Das Unbehagen in der Geschichte

Der Mensch ist ein leidiges Wesen. Ein homo patiens, wenn man so will. Die umfassende Gegenwärtigkeit des Leids drückt sich noch in den kleinsten Momenten der Lächerlichkeit aus: der grelle Schmerz des gestoßenen Fußes, die Absage des Freundes zur gemeinsamen wöchentlichen Qualvorlesung oder mangelnde Koffeinintensität im Blutspiegel bei gleichzeitig hohem Ethanolgehalt an einem Sonntagmorgen. Eine Liste über leidvollen Situation kann der privilegierte europäische Kosmopolit des 21. Jahrhunderts innerhalb weniger Minuten auf die Länge der Marx-Engels-Gesamtausgaben strecken, sofern ihn jemand fragen würde.

Der Begriff Leid fällt etymologisch mit Leidenschaft, Erlebnis und Affekt im griechischen Wort pathos zusammen. Die Dialektik im klassischen Sinne springt den Philologen respektive Philosophen förmlich an: Der Verwendung des Wortes pathos haftet neben Schmerzlichkeit auch ein Schimmer der Hoffnung, ein Gedanke des kreativen Umgangs mit Leid an. Leidenschaftlich, voller Euphorie, Begeisterung und Enthusiasmus gibt sich der Mensch einer Beschäftigung hin. Man könnte, um mit Freud zu sprechen, nun die Verbindung zwischen Leid und Leidenschaft pessimistisch verzerren: Unterdrückte Triebe – etwa durch ein gesellschaftliches Stigma von Homosexualität oder übriger sexueller Präferenz – führen durch Sublimierung [1] zu ästhetischen, literarischen, künstlerischen Leidenschaften. In im weitesten Sinne künstlerischen Objekten drücken sich demnach fehlende, triebartige Erfüllungen aus. Pessimistisch und ambivalent vermittelt sich durch Leid die Chance, aus dem Leiden eine diametrale Kraft auf etwas anderes zu richten [2].
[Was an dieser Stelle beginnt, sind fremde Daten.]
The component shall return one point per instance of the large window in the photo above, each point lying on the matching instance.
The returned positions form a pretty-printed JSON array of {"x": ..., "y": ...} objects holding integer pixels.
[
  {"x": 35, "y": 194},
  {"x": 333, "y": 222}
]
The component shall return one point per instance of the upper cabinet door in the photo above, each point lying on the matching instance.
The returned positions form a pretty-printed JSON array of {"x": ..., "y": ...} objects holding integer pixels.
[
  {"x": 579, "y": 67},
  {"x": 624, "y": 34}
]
Man könnte die Dialektik des Begriffs jedoch auch optimistischer mit einer Philosophie der Geschichte verbinden: eine Philosophie des Leidens und der Flucht – dem Sprung aus dem unaufhaltsamen Gang der Geschichte. In Walter Benjamins einzigartiger Geschichtsphilosophie fällt Leiden und Erlösung auf emanzipative Art und Weise zusammen. In seinen Geschichtsphilosophischen Thesen treffen sich Vergangenheit, Gegenwart und Zukunft. Das persönliche und geschichtliche Leid vergangener Menschengeschlechter und die Hoffnung, dass diesem perennierenden Leid wohl einmal zu entkommen sei, vergegenständlichen sich im Moment der „schwache[n] messianische[n] Kraft“ [3]. Messianismus drückt bei Benjamin die Hoffnung auf die jedem Moment innewohnende mögliche Erlösung aus der leidigen Kontinuität der Geschichte aus.
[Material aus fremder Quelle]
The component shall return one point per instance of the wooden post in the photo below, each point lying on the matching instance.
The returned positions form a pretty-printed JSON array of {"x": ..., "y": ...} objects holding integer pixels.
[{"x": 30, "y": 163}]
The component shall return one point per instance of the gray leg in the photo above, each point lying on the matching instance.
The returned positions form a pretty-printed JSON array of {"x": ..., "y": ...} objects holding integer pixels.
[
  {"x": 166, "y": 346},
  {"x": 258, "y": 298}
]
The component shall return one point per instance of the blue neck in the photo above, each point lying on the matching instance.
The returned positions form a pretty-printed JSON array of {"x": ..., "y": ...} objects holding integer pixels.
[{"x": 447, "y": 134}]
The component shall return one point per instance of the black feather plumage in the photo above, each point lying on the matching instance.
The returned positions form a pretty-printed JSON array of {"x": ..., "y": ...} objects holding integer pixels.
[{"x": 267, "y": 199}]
Wie kein anderer seiner Texte eröffnen Benjamins  Überlegungen zum Begriff der Geschichte einen weiten Interpretationsraum. Vereinfachend gesagt ist es das Leid in der Geschichte, das Benjamin in der Vertröstung durch Fortschritt nicht verkannt sehen will. Dabei macht er zwar Anleihen im marxistischen Unterdrückungsnarrativ, verkauft es aber nicht an die deterministische Erlösung eines orthodoxen Klassenkampfes. Die bessere Zukunft werde sich nicht objektiv, also ohne aktives Eingreifen der Menschen, vollziehen. Die Unterdrückung und die Chance zur Befreiung, die bei Marx angelegt ist, greift Benjamin auf, widerspricht dem quasi natürlichen Eintreten der Befreiung zugleich. Die Geschichte sei keine Ansammlung an notwendig aufeinander folgenden Ereignissen à la Historismus oder eine leer geformte Zeit voller Begebenheiten, die unverbunden aufeinander folgen. Zwischen der Geschichte der verpassten Chancen, der gescheiterten Revolutionen, des individuell und kollektiv Unterdrückten – kurzum: der Geschichte des Leidens – besteht ein dialektisches Verhältnis zur Erlösung von diesem Leiden. Das Moment dieser Verbindung tritt in Benjamins IX. These im Motiv des Angelus Novus (Paul Klee) auf:

„Es gibt ein Bild von Klee, das Angelus Novus heißt. Ein Engel ist darauf dargestellt, der aussieht, als wäre er im Begriff, sich von etwas zu entfernen, worauf er starrt. Seine Augen sind aufgerissen, sein Mund steht offen und seine Flügel sind ausgespannt. Der Engel der Geschichte muß so aussehen. Er hat das Antlitz der Vergangenheit zugewendet. Wo eine Kette von Begebenheiten vor uns erscheint, da sieht er eine einzige Katastrophe, die unablässig Trümmer auf Trümmer häuft und sie ihm vor die Füße schleudert. Er möchte wohl verweilen, die Toten wecken und das Zerschlagene zusammenfügen. Aber ein Sturm weht vom Paradiese her, der sich in seinen Flügeln verfangen hat und so stark ist, daß der Engel sie nicht mehr schließen kann. Dieser Sturm treibt ihn unaufhaltsam in die Zukunft, der er den Rücken kehrt, während der Trümmerhaufe vor ihm zum Himmel wächst. Das, was wir den Fortschritt nennen, ist dieser Sturm.“[4]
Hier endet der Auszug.